A
esa hora crepuscular, la transparencia del aire, que la luz modulaba con su
persistencia moribunda, era arañada por el canto de las chicharras. Espasmo
continuado de notas nupciales que caía a las sombras dejando en las ramas del
árbol la herencia que mudará para remontar el vuelo. El renacer. Así, con ese
espíritu, mudado de sus gastadas y sucias prendas, iba él al encuentro. Como
las ninfas de las cigarras que caen a tierra y van a las raíces del árbol para
nutrirse de su savia, así iba él, limpio tras el baño en el río, a través de ruidos
espasmódicos que trastornaban el silencio, al encuentro de su casa donde,
creía, habitaba la voz original. Atrás quedaba la muda, impronta de la
nostalgia, esqueleto de piel que sujetaba su alma al tiempo enfermo de las
palabras. El de los sonidos ahogados. El de las babas de voz con que hablan los
ángeles de la noche.
Pero
Manuel T., aunque recién mudado, aún estaba lejos de la desnudez, lejos de la
música que le diera sentido a su existencia. La música que aproximara las
palabras a un decir más hondo fuera del alcance del mal.

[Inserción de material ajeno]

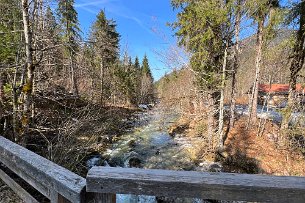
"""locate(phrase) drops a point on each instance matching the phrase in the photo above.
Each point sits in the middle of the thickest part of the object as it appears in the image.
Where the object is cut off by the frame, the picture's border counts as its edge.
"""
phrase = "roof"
(279, 88)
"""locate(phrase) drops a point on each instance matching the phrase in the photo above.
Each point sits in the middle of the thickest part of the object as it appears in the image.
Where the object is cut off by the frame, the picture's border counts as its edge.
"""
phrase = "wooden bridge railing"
(61, 185)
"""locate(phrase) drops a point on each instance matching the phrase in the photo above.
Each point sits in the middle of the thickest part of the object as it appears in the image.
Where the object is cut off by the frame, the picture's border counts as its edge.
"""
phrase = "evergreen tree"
(297, 13)
(147, 90)
(202, 30)
(70, 36)
(105, 43)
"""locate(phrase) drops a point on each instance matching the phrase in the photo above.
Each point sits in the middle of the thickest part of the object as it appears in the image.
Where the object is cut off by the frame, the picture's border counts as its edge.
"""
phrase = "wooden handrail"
(102, 183)
(219, 186)
(50, 179)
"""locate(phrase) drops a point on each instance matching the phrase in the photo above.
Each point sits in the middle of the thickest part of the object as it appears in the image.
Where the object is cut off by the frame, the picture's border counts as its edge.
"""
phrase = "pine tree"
(297, 57)
(105, 42)
(201, 29)
(147, 90)
(258, 11)
(70, 36)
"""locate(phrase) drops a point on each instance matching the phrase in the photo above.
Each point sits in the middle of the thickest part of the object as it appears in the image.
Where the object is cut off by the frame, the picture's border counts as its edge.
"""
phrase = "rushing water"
(150, 146)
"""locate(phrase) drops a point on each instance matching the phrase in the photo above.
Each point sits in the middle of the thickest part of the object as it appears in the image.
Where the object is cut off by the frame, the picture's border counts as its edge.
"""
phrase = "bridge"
(101, 184)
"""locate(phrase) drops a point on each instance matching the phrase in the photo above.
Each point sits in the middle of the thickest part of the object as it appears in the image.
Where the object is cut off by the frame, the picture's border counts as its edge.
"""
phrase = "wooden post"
(100, 198)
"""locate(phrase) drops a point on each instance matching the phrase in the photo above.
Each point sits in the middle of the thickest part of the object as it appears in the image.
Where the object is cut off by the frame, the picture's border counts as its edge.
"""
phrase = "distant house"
(276, 94)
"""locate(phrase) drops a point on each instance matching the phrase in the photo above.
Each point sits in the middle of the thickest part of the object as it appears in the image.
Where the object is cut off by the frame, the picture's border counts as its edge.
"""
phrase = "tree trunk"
(73, 76)
(211, 118)
(1, 88)
(102, 82)
(297, 62)
(221, 102)
(28, 87)
(258, 61)
(235, 68)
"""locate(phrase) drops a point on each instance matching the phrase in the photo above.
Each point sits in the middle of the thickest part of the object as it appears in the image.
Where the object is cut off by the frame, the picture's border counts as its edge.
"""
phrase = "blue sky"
(141, 24)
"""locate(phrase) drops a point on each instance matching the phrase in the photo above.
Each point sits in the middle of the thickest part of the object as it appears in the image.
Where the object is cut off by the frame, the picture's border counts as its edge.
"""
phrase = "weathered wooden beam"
(42, 174)
(219, 186)
(22, 193)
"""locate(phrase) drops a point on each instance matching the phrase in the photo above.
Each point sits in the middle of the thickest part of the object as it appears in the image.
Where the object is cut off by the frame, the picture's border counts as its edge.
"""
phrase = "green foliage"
(69, 25)
(105, 38)
(201, 27)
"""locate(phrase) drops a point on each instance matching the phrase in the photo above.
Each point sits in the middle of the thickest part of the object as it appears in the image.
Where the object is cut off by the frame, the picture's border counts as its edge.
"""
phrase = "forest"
(236, 104)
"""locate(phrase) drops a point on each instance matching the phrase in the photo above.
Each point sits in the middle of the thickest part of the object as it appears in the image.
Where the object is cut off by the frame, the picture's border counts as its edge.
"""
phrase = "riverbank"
(245, 150)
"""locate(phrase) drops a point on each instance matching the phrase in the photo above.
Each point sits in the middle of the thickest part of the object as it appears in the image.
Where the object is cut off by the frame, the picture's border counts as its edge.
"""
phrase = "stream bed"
(149, 145)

Su voz aún carecía de
las inflexiones, el tono y el orden sintáctico que, liberando el nombre de lo
nombrado, pudieran afinar su timbre a la emoción sin idiomas en el que los
hombres son uno otro. El timbre que anunciaba el recreo
y todos salían al patio. Detenido ante su antigua escuela, T. casi pudo oír ese
timbre y las voces y las risas de sus compañeros corriendo, unos tras una
pelota de goma y otros tras una de trapo, unos jugando a la mancha y otros al
escondite o las muñecas.
En
el patio de un colegio, la algarabía, como el canto de las chicharras, no es
confusión de muchas voces sino de una. De la voz en la estación de la muda. Es
en la escuela donde, o mejor, en el tiempo de la escuela, es cuando el niño que
madura deja la piel seca de sus agudos, pierde el cromatismo de su timbre y
agrava la voz con los tonos y saberes que le da el magisterio de una voz
adulta. Como la ninfa de la cigarra que abandona la tierra y trepa al árbol
para hacer oír su canto, el niño, al mudar su voz, se exilia de la voz materna
para hacerse oír. Este exilio es el primer desgarro para ser libre, para hablar
con su propia voz, sustancia de una lengua que lo identifica y lo comunica ante
los demás. Pero el niño ignora que al perder el timbre los colores, su voz se
opaca y se aproxima al sonido oscuro del habla de las sentinas. Aunque más
potente, la voz mudada, la voz adulta, rara vez podrá elevarse hasta el
armónico silbido que exigen las arias; rara vez podrá hallar los exactos
matices de una dicción que haga nítidos los sonidos de un habla y una escritura
bellas. Y es esta imposibilidad lo que hace vulnerables el oído y la voz del
hombre al bronco sonar de las jergas de la muerte. Lo que él, el hombre, oye y
dice entonces es correspondencia de un lenguaje viciado por los tópicos y el
fraude de vida. Es así como repite «proceso» que oculta «dictadura», «pueblo»,
«rebaño»; «chupadero», «campo de concentración»; «grupo de tareas», «banda
organizada para el saqueo, el secuestro y el asesinato», y «desaparecido»,
«torturado y asesinado». ¿Y dios? ¿Qué significa la palabra «dios»? Las
palabras que mudan de sentido no dicen lo que nombran y la voz que las
pronuncia se ahoga en el mar de un lenguaje desdecido.
Pero
T. se resiste a perecer ahogado en la desdicha y sabe, lo está sabiendo, que
para salvarse ha de desprenderse, como la serpiente de su piel, de la nostalgia
de su yo y entregarse con humildad, desnudo de orgullo humano, al aprendizaje
de los otros lenguajes que perviven a salvo del poder irreflexivo de los dioses.
Finalmente ha comprendido que su mutismo no es negación del habla. Es escudo
que preserva su voz de los engaños de la lengua, de las trampas del silencio
impostado de voces que brillan y mudan de sentido y es así como T. confía vencer el tiempo,
la tempestad, y llegar hasta la tierra que lo nombra.